Zobacz temat - [R220 2,0SD 98r] Utrata mocy, auto mułowate
 
Forum Klubu ROVERki.pl

Rover serii 200/25, MG ZR i Streetwise - [R220 2,0SD 98r] Utrata mocy, auto mułowate

zywy30 - Nie Paź 19, 2008 13:34
Temat postu: [R220 2,0SD 98r] Utrata mocy, auto mułowate
Witam
Macie może jakieś pomysły co może byc przyczyną, gdy auto jedzie jakby było maksymalnie obciążone. Przy wyprzedzaniu nie ma tej pewności, że auto się wyprzedzi, brakuje mu mocy. Wymieniałem niedawno filtr paliwa, filtr oleju i olej. Dodatkowo świeci się kontrolka check engine, byłem na skasowanie błędu, nie skasowali go gdyż nic nie wykrył komputer testujący.
Co proponujecie prześledzic. Jedynie co elektryk stwierdził to, że zawiesza się ponoc zawór sterujący turbiną, ale nie mam tej pewności, gdyż czytam fora i pisze, że najczęstsza przyczyna to przepływomierz, ale ie wiem gdzie tego szukac w aucie, jakby ktoś miał zdjęcia co po kolei szukac, będę bardzo wdzięczny. Jakie orientacyjnie mogą byc koszta naprawy. I czy zna ktoś jakieś sklepy z częściami do Rovera 220SD, oraz zakłady co umieją naprawic to auto w regionie śląskim a dokładniej zagłębie ślasko dąbrowskie.

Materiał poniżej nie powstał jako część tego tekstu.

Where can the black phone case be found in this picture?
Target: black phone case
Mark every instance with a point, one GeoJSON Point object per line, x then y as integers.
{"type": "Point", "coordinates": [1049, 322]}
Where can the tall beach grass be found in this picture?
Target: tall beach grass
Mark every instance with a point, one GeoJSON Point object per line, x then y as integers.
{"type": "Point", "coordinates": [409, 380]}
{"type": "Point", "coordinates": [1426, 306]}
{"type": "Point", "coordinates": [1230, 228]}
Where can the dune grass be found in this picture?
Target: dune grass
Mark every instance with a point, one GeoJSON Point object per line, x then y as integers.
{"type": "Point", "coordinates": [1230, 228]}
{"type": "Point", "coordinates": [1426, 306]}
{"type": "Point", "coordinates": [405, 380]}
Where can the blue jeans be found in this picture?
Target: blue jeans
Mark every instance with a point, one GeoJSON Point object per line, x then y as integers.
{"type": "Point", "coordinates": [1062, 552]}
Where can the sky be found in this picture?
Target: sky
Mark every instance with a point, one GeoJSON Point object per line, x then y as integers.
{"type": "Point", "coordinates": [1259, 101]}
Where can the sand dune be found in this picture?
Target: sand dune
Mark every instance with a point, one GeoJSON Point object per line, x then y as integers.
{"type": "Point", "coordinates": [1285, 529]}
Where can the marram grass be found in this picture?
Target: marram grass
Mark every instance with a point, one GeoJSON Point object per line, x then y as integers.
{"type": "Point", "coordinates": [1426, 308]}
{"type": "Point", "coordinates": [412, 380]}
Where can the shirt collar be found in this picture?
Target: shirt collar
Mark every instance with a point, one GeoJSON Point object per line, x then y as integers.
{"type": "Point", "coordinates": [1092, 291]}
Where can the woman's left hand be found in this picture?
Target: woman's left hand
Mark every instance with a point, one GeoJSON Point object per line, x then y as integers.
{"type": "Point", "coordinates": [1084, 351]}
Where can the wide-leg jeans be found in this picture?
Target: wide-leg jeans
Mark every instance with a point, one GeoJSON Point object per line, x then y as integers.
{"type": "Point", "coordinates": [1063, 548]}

NEOSSS - Nie Paź 19, 2008 15:25

zywy30, odepnij przeplywke i sprawdz roznice
memphisto - Nie Paź 19, 2008 15:42

co to jest przepływka ? w benzyniakach też jest?
sTERYD - Nie Paź 19, 2008 15:43

tylko w turbodoładowanych :cool:
memphisto - Nie Paź 19, 2008 15:44

sTERYD, a kiedyś pisałeś w moim temacie o weżykach podcisnienia, z kąd je zdobyć? bo mi 1 wygląda nie halo :D
zywy30 - Nie Paź 19, 2008 18:03

Odpiąłem przepływomierz, tak jak większośc uważała i auto dostało mocy, czuc było w czasie jazdy i miało wyraźny zryw na wyprzedzaniu, czy jest możliwe by osiągało nawet do 4tys obrotów, bo przed wypięciem wtyczki od przepływomierza max. miałem 2800-3000obrtów na maksymalnej prędkości 140-150km/h. Mierzyłem czas z wpięta wtyczką do przepływomierza to 21s/100km a jak wypiąłem wtyczkę od przepływomierza to w 12s osiągnąłem 100km/h i auto osiągało nawet do 4 tys obrotów czy to normalne. Skala bezpieczna obrotów sięga blisko 4500-4800 obrotów. Czy bezpieczne jest jazda bez tego przepływomierza przynajmniej do miesiąca czasu zanim kupię nowy. Czy jak kupię nowy oryginalny przepływomierz to auto będzie się tak zachowywało jak z wypiętą wtyczką od przepływomierza?
Brt - Nie Paź 19, 2008 19:21

spokojnie możesz jeździć bez przepływki nic autu nie będzie, także osiąganie obrotów czerwonego pola nic silnikowi nie zrobi, aczkolwiek w dieslu nie ma akiej potrzeby ;)
zywy30 napisał/a:
Czy jak kupię nowy oryginalny przepływomierz to auto będzie się tak zachowywało jak z wypiętą wtyczką od przepływomierza?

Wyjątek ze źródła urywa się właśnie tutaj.